Michelle Gillett Throwing some poetry
‘Lord, what fools these mortals be," Puck said to King Oberon as he brought him to see the "fond (foolish) pageant." When I look at what is going on around me, I am certain Puck continues to be right. Global warming, party politics, hunger and poverty, attempts to suppress voters rights, women’s rights, equal rights, the Koch brothers -- it’s a fools’ paradise.
But today is the day when foolishness and being made fools of are acceptable. April Fools’ Day possibly came into being when the Gregorian calendar was introduced during the reign of Charles IV, and New Year’s Day was moved from March 25-April 1 (New Year’s Week) to January. In a time without cell phones or twitter, some people didn’t find out about the change until years later; still others resisted the change. They were labeled "fools."
Days of foolishness at the end of March and beginning of April probably have more to do with the arrival of spring than a calendar. Let’s face it, when spring does arrive in the Berkshires, we are all going to feel giddy and behave foolishly. Maybe we should do what the ancient Romans did when they observed Hilaria to celebrate the return of Attis, the vegetation god. They had a day of laughing. In France, where it supposedly began, April 1 is Poisson d’Avril, or "April Fish." French children sometimes tape a picture of a fish on the back of a schoolmate, and taunt, "Poisson d’Avril."
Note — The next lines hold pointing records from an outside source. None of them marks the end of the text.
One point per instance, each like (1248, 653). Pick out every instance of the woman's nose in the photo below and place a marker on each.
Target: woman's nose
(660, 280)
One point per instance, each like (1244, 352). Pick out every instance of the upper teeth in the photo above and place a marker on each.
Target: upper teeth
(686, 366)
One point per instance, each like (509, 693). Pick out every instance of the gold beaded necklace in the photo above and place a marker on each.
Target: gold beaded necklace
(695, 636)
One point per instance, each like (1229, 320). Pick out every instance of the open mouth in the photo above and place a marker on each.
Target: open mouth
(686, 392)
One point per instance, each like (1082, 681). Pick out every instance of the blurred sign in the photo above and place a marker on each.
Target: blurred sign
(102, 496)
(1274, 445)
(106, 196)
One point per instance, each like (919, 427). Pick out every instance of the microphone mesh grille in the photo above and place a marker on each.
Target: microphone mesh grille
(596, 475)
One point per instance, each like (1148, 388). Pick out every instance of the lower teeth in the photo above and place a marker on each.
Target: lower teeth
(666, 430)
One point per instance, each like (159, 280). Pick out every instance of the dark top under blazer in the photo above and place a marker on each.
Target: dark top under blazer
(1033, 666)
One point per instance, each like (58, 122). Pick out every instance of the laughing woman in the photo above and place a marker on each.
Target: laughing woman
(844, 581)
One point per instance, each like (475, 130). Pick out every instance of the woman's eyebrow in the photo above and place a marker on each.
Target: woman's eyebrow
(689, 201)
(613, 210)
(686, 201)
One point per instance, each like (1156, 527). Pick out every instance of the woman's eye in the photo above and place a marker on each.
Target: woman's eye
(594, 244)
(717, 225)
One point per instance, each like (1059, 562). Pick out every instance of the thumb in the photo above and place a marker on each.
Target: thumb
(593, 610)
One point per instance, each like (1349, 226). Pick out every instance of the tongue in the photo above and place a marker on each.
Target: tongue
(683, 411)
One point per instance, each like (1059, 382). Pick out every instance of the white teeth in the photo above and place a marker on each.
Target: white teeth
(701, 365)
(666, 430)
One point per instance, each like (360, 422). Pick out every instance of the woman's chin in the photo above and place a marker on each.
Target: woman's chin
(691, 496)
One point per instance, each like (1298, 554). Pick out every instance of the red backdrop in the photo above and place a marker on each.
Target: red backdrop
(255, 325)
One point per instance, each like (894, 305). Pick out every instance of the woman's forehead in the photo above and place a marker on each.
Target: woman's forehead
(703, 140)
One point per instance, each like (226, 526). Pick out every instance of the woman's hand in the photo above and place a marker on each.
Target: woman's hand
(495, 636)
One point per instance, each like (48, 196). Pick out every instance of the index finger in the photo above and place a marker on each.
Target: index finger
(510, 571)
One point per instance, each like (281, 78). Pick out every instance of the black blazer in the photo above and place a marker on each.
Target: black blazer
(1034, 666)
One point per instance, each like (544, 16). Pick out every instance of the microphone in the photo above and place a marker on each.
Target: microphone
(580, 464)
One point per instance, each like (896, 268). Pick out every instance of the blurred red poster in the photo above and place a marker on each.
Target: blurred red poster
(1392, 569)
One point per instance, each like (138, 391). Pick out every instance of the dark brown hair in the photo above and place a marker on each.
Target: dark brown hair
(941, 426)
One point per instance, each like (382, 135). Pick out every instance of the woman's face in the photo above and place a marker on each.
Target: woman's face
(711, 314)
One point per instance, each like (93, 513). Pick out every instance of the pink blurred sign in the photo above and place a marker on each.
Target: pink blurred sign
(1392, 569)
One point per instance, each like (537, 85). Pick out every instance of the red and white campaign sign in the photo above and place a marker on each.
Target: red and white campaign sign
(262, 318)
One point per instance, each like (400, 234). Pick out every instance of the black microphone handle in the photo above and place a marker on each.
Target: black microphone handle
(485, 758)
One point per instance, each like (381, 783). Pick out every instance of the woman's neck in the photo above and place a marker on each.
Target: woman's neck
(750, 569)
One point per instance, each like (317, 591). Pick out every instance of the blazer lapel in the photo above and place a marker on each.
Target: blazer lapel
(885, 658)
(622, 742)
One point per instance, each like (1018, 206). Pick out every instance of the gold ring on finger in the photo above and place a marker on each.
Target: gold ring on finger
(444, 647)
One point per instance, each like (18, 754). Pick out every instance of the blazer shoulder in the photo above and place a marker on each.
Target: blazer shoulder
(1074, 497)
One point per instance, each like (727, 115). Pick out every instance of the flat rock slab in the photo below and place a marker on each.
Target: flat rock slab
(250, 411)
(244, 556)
Here’s what I gleaned from my on-line April Fools’ research: "In Scotland, April Fools’ Day is devoted to spoofs involving the buttocks and as such is called Taily Day. The butts of these jokes are known as April ‘Gowk,’ another name for cuckoo bird. The origins of the ‘Kick Me’ sign can be traced back to the Scottish observance. In England, jokes are played only in the morning. Fools are called ‘gobs’ or ‘gobby’ and the victim of a joke is called a ‘noodle.’" It was considered bad luck to play a practical joke on someone after noon. In Portugal, people throw flour on one another.
We tend not throw things in our observance of the holiday. Of course, we could be throwing snowballs given the prolonged winter. But I have a better idea. Since April 1 is also the beginning of National Poetry Month, we could throw some poetry at each other -- not books of poetry (that would be painful), but one of those poems we are supposed to carry in our pockets during Poetry Month. We don’t have to literally throw the poem, we could recite it.
Like April Fools’ Day, National Poetry Month isn’t really necessary. We can and do play jokes and share poems any day or month of the year. And poetry can be as playful as a prank or a joke, like this one called "Riddle" by Richard Wilbur:
"Where far in forest
I am laid,
In a place ringed around by stones,
Look for no melancholy shade,
And have no thoughts of buried bones;
For I am bodiless and bright,
And fill this glade with sudden glow;
The leaves are washed in under-light;
Shade lies upon the boughs like snow.
Vladimir Nabokov said in "Speak Memory," "To a joke, then, I owe my first gleam of consciousness -- which again has recapitulatory implications, since the first creatures on earth to become aware of time were also the first creatures to smile."
To celebrate both April Fools’ Day and poetry, I will leave you with a few poetry jokes thanks to poet Allan Wolf at www.allanwolf.com
Q: Why are poets always so poor?
A: Because rhyme doesn’t pay.
Q: Why do cowboys write poetry?
A: Because they are inspired by the moos.
Q: How do poets say good-bye?
A: I’d like to linger a little longer but it’s getting aliter-ate.
Michelle Gillett is a regular Eagle contributor.